ITALIAN JOURNAL OF FOOD SCIENCE, cilt.22, sa.3, ss.343-346, 2010 (SCI-Expanded, Scopus) identifier identifier

  • Yayın Türü: Makale / Tam Makale
  • Cilt numarası: 22 Sayı: 3
  • Basım Tarihi: 2010
  • Dergi Adı: ITALIAN JOURNAL OF FOOD SCIENCE
  • Derginin Tarandığı İndeksler: Science Citation Index Expanded (SCI-EXPANDED), Scopus
  • Sayfa Sayıları: ss.343-346
  • Anahtar Kelimeler: antioxidant activity, basil, oregano, sage, steam sterilization
  • Manisa Celal Bayar Üniversitesi Adresli: Evet

Özet

Sage, oregano and basil are aromatic herbs showing strong antioxidant activity. Total phenolic contents (279.1, 258.3 and 84.4 mg GAE/g), DPPH* radical-scavenging activity (EC(50) values 2.07, 2.64 and 9.26), metal chelating activities (82.6, 63.9 and 92.9%) and hydrogen peroxide scavenging capacity (89.7, 97.2 and 7.4%) were determined for sage, oregano and basil, respectively.
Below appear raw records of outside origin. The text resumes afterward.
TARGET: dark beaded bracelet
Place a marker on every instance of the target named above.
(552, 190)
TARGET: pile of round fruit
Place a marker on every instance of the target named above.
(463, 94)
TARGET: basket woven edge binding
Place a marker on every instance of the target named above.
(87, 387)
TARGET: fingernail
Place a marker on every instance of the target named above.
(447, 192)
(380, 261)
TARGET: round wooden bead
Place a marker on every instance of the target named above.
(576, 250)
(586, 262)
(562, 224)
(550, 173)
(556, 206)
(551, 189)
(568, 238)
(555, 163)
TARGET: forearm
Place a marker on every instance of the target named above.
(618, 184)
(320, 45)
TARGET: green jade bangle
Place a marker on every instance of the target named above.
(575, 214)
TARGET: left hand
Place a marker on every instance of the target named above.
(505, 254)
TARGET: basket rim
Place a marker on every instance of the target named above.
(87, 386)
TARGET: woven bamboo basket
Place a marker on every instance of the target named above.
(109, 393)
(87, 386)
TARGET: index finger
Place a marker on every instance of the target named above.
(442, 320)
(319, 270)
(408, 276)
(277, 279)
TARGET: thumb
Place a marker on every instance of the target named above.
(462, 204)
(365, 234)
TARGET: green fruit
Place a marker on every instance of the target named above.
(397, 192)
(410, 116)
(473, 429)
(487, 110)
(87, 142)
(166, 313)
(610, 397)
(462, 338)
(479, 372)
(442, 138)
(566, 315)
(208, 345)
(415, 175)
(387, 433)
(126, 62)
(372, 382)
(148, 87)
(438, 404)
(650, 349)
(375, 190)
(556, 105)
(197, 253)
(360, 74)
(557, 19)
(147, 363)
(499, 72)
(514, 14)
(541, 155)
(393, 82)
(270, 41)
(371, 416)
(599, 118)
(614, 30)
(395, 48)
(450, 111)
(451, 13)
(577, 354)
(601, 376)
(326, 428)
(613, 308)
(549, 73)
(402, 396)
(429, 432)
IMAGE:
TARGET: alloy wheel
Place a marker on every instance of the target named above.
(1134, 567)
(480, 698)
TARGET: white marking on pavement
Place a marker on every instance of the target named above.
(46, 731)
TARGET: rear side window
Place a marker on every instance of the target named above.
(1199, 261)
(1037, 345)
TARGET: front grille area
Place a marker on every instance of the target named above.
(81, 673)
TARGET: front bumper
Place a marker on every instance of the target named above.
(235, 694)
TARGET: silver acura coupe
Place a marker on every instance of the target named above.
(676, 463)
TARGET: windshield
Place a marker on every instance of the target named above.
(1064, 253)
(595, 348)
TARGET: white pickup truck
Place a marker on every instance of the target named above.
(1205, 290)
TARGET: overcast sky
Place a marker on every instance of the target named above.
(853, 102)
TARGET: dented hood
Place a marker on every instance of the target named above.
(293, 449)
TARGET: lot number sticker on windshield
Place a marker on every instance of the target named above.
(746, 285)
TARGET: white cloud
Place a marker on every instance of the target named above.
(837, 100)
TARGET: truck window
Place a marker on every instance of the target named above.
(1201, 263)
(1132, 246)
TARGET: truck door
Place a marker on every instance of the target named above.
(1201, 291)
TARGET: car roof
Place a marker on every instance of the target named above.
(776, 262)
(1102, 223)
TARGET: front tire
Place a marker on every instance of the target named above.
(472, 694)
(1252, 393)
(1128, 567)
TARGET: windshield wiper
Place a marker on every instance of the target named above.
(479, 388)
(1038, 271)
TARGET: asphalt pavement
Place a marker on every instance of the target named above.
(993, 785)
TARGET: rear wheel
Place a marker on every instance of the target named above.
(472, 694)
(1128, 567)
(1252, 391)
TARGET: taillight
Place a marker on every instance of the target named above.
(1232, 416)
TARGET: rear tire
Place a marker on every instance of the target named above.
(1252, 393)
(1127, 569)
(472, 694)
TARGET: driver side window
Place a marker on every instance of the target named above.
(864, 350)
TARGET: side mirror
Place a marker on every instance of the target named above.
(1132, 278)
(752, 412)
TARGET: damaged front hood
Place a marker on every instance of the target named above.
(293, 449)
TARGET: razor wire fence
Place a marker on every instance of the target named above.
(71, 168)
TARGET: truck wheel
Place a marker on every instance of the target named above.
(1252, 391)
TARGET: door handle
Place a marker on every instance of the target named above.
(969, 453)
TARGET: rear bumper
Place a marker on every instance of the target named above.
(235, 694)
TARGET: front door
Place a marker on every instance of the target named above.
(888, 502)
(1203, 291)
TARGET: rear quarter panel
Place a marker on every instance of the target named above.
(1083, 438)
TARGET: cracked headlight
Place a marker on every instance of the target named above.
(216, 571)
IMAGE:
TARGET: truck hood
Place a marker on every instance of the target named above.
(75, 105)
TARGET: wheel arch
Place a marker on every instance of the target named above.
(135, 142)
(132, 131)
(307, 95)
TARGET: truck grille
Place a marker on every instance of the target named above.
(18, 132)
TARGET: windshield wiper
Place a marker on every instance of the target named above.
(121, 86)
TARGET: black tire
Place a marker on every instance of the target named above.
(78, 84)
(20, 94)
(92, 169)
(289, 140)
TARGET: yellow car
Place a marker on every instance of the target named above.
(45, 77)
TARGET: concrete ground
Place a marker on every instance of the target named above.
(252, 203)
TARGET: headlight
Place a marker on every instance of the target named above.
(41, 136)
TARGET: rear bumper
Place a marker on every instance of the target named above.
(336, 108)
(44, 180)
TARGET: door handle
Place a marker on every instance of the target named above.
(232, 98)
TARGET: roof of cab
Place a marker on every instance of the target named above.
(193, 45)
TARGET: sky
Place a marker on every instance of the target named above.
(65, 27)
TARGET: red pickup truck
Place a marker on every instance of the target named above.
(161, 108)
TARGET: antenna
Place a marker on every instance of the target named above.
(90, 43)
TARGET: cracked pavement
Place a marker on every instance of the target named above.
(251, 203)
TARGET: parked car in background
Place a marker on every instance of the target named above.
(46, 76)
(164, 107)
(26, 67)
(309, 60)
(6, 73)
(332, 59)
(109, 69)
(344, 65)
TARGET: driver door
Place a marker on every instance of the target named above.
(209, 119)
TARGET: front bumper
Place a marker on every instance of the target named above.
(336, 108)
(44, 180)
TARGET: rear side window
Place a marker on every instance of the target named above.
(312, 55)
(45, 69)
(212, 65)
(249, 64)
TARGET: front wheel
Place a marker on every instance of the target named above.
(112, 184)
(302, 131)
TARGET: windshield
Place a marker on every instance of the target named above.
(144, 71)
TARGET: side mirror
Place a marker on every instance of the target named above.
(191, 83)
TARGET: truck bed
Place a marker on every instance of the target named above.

Total phenolic content and antioxidant activity of sage samples were not significantly influenced by the steam sterilization process, but basil was. Steam sterilization significantly reduced the total phenolic content, and hydrogen peroxide scavenging capacity of oregano.